Kiko Goifman inicia os trabalhos em “Ato dos homens” explicando a história do projeto. Ficamos sabendo que a idéia original era fazer um documentário de "forte viés histórico" com sobreviventes de massacres ocorridos na história recente do país (como, por exemplo, Carandiru, Vigário Geral e Eldorado dos Carajás). No entanto, na semana mesmo em que começavam as filmagens, um novo "trágico acontecimento", dessa vez nas cidades de Nova Iguaçu e Queimados, mudaria profundamente o argumento do projeto. A realidade tão próxima fez com que o foco fosse direcionado ao cotidiano dos moradores daquela região: a profunda desigualdade social, a banalização da morte, que se transforma num modo corriqueiro de resolução de conflitos. E lá foram Goifman e sua equipe, "com muito medo", para a Baixada Fluminense, onde 29 pessoas haviam sido mortas. Na primeira imagem de “Ato dos homens”, temos uma vista panorâmica da cidade do Rio de Janeiro vista da janela de um avião, enquanto o piloto anuncia o pouso no aeroporto. Goifman, mineiro radicado em São Paulo, faz questão de nos informar a respeito de seu olhar estrangeiro, porém curioso.

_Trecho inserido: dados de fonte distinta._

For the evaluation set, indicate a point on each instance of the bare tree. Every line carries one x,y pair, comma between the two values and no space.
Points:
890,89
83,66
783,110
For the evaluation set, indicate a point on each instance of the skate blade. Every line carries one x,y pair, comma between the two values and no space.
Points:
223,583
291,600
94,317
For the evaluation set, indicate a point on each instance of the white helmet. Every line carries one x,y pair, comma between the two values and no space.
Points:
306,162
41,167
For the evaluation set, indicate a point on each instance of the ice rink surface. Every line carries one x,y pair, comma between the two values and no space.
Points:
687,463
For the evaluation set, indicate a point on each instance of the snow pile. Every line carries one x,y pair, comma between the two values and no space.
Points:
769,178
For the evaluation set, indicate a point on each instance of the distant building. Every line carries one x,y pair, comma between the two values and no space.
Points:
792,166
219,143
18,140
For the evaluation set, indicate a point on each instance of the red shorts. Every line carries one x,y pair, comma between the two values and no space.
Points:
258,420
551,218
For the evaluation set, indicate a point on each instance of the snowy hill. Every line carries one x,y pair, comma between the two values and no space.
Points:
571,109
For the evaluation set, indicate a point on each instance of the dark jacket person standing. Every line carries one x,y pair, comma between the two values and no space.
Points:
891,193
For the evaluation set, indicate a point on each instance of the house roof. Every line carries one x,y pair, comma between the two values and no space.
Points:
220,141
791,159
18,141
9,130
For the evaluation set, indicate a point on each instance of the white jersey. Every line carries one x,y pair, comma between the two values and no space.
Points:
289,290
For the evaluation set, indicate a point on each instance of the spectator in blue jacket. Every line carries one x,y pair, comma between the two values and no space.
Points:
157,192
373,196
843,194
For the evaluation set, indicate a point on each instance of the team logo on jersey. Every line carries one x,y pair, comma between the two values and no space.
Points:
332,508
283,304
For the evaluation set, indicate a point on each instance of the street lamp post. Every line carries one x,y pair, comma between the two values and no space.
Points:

Nesta espécie de prólogo, Goifman dá mostras de seu enorme talento. Sinceridade, simplicidade e uma ótima estrutura. “Ato dos homens” talvez seja mesmo seu filme mais “careta”, trazendo, por vezes, uma lógica jornalística para o documentário. Num primeiro momento, temos os moradores da Baixada falando sobre seus respectivos municípios, destacando suas vantagens e desvantagens. No segundo bloco, os depoimentos são direcionados mais especificamente para a chacina. Talvez o filme perca um pouco de sua força pelo excesso de depoimentos - além do que, as entrevistas (talvez pelo teor delas) são levadas de maneira, digamos, “convencional”, sem intervenções da parte do realizador. Na verdade, Goifman parece experimentar e acaba nos contaminando por um profundo mal-estar. “Atos dos Homens” é um filme cheio de riscos, em que o olhar, para além das entrevistas, parece interditado.

Entretanto, o cineasta retorna um tanto radical nas entrevistas com justiceiros e parentes de vítimas da chacina. Esses depoimentos surgem como vozes em off sobre uma resplandecente tela branca. Goifman se recusa a nos oferecer imagens. E o que talvez tenha nascido simplesmente por um compromisso ético, acaba engrandecendo o filme. O espectador, cegado pelo vazio branco da tela, testemunha pelo ouvido e pensa nas imagens. Para além de sua urgência e irregularidade, “Ato dos homens” se transforma nestes instantes numa experiência audiovisual daquelas.

terça-feira, outubro 03, 2006

Os 12 trabalhos ***


Como vem sendo anotado por aí, “Os 12 trabalhos”, o segundo filme de Ricardo Elias e sua equipe (“De passagem”, de 2003) sinaliza uma continuidade, marca uma evolução em quase todos termos, e aponta para uma carreira consistente. Para além de inúmeras afinidades com o seu precedente (uma história que se passa no tempo de um dia, a narrativa em movimento, a pregnância do espaço das ruas na história, os personagens da periferia paulistana, e a simplicidade no uso de todos os elementos cinematográficos), “Os 12 trabalhos” confirma a feliz parceria de Elias e o roteirista Cláudio Yosida. A temática política e social entra numa simbiose delicada com uma sensibilidade intimista toda particular. Um cinema imperfeito, um cinema de personagens.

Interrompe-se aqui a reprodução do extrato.